Lors de sa dernière réunion de politique monétaire fin juillet, le Federal Open Market Committee a décidé, pour la cinquième fois consécutive, de maintenir le taux directeur dans une fourchette de 3,50 % à 3,75 %. Le taux effectif des Fed funds s’établit autour de 3,63 %, niveau inchangé depuis décembre 2025.
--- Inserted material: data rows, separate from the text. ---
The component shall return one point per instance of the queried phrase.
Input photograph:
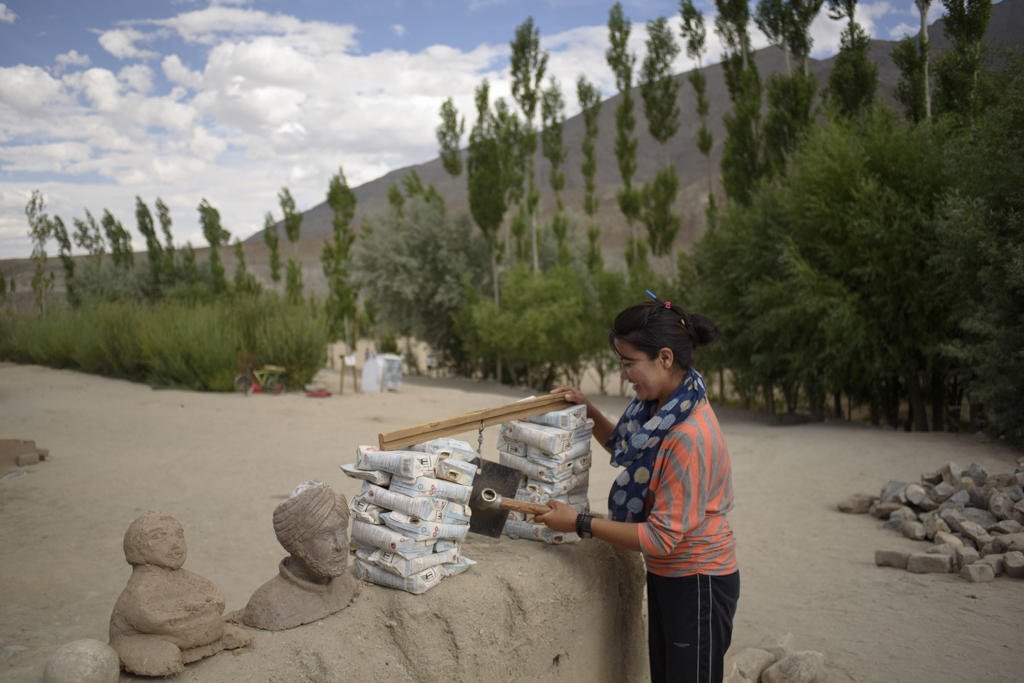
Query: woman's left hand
(561, 518)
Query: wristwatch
(583, 525)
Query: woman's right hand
(576, 396)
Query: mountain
(1007, 27)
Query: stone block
(925, 563)
(895, 524)
(890, 558)
(27, 459)
(1000, 505)
(961, 498)
(893, 492)
(965, 556)
(977, 473)
(942, 492)
(83, 662)
(951, 472)
(779, 645)
(1005, 526)
(980, 516)
(994, 560)
(914, 530)
(978, 573)
(1013, 563)
(934, 524)
(752, 662)
(1008, 542)
(883, 510)
(914, 493)
(857, 504)
(976, 532)
(797, 668)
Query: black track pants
(689, 626)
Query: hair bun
(705, 330)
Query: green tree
(89, 238)
(119, 240)
(552, 143)
(621, 60)
(961, 87)
(450, 136)
(528, 66)
(168, 266)
(336, 257)
(271, 240)
(40, 230)
(741, 152)
(215, 236)
(293, 229)
(67, 261)
(659, 92)
(695, 34)
(854, 78)
(910, 91)
(154, 251)
(589, 96)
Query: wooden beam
(399, 438)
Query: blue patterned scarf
(634, 445)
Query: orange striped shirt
(686, 531)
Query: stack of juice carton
(552, 451)
(412, 514)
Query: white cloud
(121, 43)
(72, 58)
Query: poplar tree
(168, 264)
(659, 92)
(552, 143)
(528, 66)
(293, 229)
(961, 88)
(216, 236)
(791, 97)
(271, 240)
(336, 257)
(621, 60)
(119, 240)
(154, 251)
(590, 101)
(67, 261)
(741, 151)
(88, 237)
(40, 230)
(695, 34)
(854, 78)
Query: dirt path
(221, 463)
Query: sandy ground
(221, 463)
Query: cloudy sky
(231, 99)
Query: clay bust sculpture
(311, 583)
(167, 616)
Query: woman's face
(652, 379)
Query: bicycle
(260, 380)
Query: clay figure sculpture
(312, 582)
(167, 616)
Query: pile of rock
(974, 519)
(412, 514)
(773, 660)
(553, 453)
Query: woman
(671, 501)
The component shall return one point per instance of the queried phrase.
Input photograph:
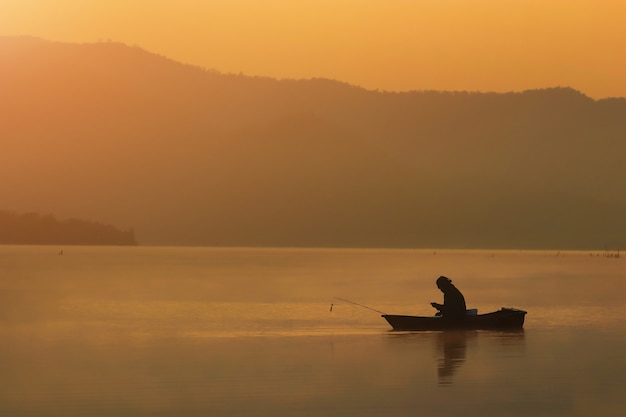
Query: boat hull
(503, 319)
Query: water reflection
(452, 347)
(459, 354)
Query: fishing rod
(357, 304)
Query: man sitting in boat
(453, 306)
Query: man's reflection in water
(453, 346)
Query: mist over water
(140, 331)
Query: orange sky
(485, 45)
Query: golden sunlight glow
(485, 45)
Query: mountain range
(191, 156)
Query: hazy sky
(485, 45)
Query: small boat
(503, 319)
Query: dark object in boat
(505, 318)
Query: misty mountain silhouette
(191, 156)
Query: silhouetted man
(453, 306)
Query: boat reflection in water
(456, 355)
(452, 349)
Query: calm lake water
(135, 331)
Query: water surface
(105, 331)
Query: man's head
(443, 283)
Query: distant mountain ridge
(189, 156)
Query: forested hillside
(186, 155)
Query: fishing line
(360, 305)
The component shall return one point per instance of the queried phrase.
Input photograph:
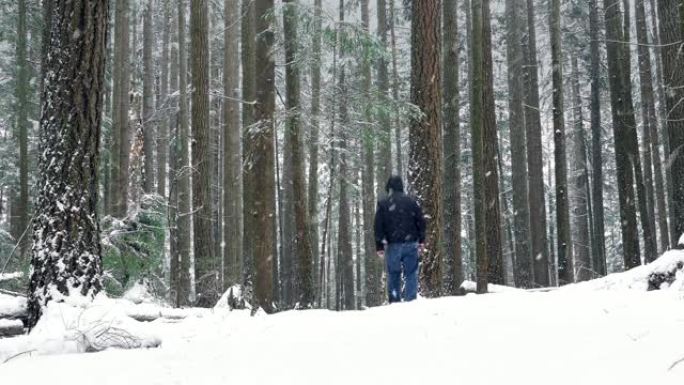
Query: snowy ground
(607, 331)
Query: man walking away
(400, 233)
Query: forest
(192, 146)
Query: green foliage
(133, 248)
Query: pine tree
(66, 223)
(425, 152)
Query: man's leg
(393, 258)
(410, 262)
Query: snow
(608, 331)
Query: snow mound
(72, 327)
(471, 287)
(12, 306)
(665, 273)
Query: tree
(452, 148)
(66, 224)
(121, 137)
(206, 272)
(303, 248)
(20, 208)
(425, 152)
(671, 34)
(262, 205)
(183, 165)
(598, 242)
(579, 193)
(565, 260)
(521, 207)
(535, 163)
(149, 124)
(621, 111)
(232, 155)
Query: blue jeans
(402, 259)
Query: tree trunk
(565, 260)
(598, 241)
(477, 107)
(249, 149)
(149, 123)
(671, 35)
(579, 197)
(67, 224)
(535, 163)
(516, 95)
(452, 149)
(183, 166)
(262, 206)
(616, 54)
(425, 157)
(314, 138)
(303, 248)
(232, 157)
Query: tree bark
(452, 149)
(535, 163)
(67, 224)
(425, 152)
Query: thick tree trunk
(671, 35)
(565, 260)
(262, 188)
(232, 155)
(425, 158)
(149, 123)
(579, 193)
(535, 163)
(183, 165)
(452, 149)
(598, 241)
(67, 224)
(516, 95)
(625, 177)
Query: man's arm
(379, 229)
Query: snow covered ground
(608, 331)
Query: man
(400, 234)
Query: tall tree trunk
(183, 165)
(22, 90)
(163, 104)
(496, 269)
(565, 260)
(262, 206)
(616, 54)
(516, 95)
(206, 272)
(425, 153)
(373, 268)
(67, 224)
(452, 149)
(395, 93)
(314, 139)
(249, 149)
(232, 155)
(535, 163)
(384, 134)
(149, 123)
(671, 35)
(598, 241)
(477, 107)
(303, 248)
(578, 194)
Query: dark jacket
(399, 218)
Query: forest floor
(608, 331)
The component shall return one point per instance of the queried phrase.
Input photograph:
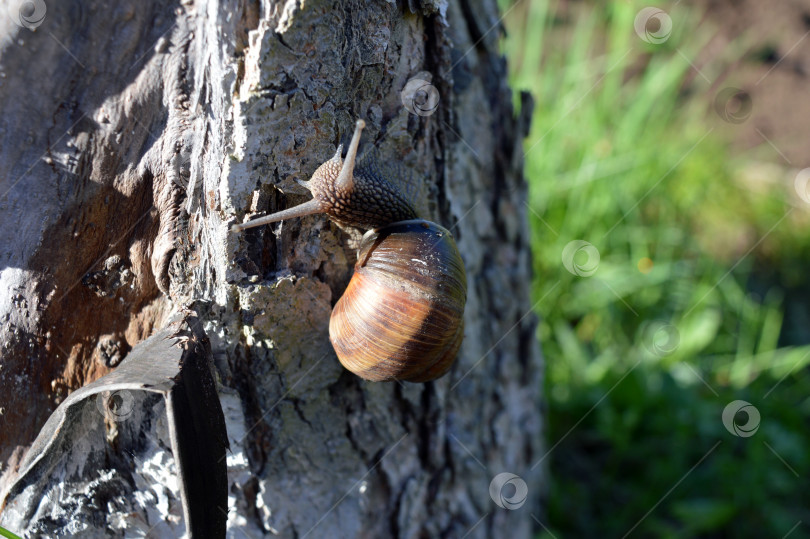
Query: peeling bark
(153, 127)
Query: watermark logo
(653, 25)
(573, 254)
(733, 105)
(27, 13)
(420, 97)
(117, 405)
(745, 426)
(508, 491)
(661, 339)
(801, 184)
Cette décision n’a toutefois pas fait l’unanimité. Trois présidents de Réserve fédérale régionale – Beth M. Hammack (Cleveland), Neel Kashkari (Minneapolis) et Lorie K. Logan (Dallas) – ont voté contre le statu quo et ont plaidé pour une hausse immédiate de 25 points de base. Le scrutin de 9 voix contre 3 constitue une rupture nette avec la tradition de consensus habituellement recherchée par la Fed.

Trois présidents de Réserve fédérale régionale

Les dissidents estiment que la politique actuelle n’est pas suffisamment restrictive pour ramener durablement l’inflation à 2 %. Les derniers chiffres du déflateur PCE, l’indicateur privilégié par la banque centrale, confortent leurs craintes : en juin, l’inflation sous-jacente PCE atteignait 3,3 % sur un an, tandis que l’indice global restait à 3,7 %, malgré une détente temporaire des prix de l’énergie.

Le virage Warsh et la fin de la « forward guidance »

Arrivé à la présidence de la Fed en mai, Kevin Warsh imprime déjà une marque profonde à l’institution. Il a mis fin à la stratégie de « forward guidance » de son prédécesseur, qui consistait à donner au marché des indications explicites sur la trajectoire future des taux, notamment via les fameux « dot plots ».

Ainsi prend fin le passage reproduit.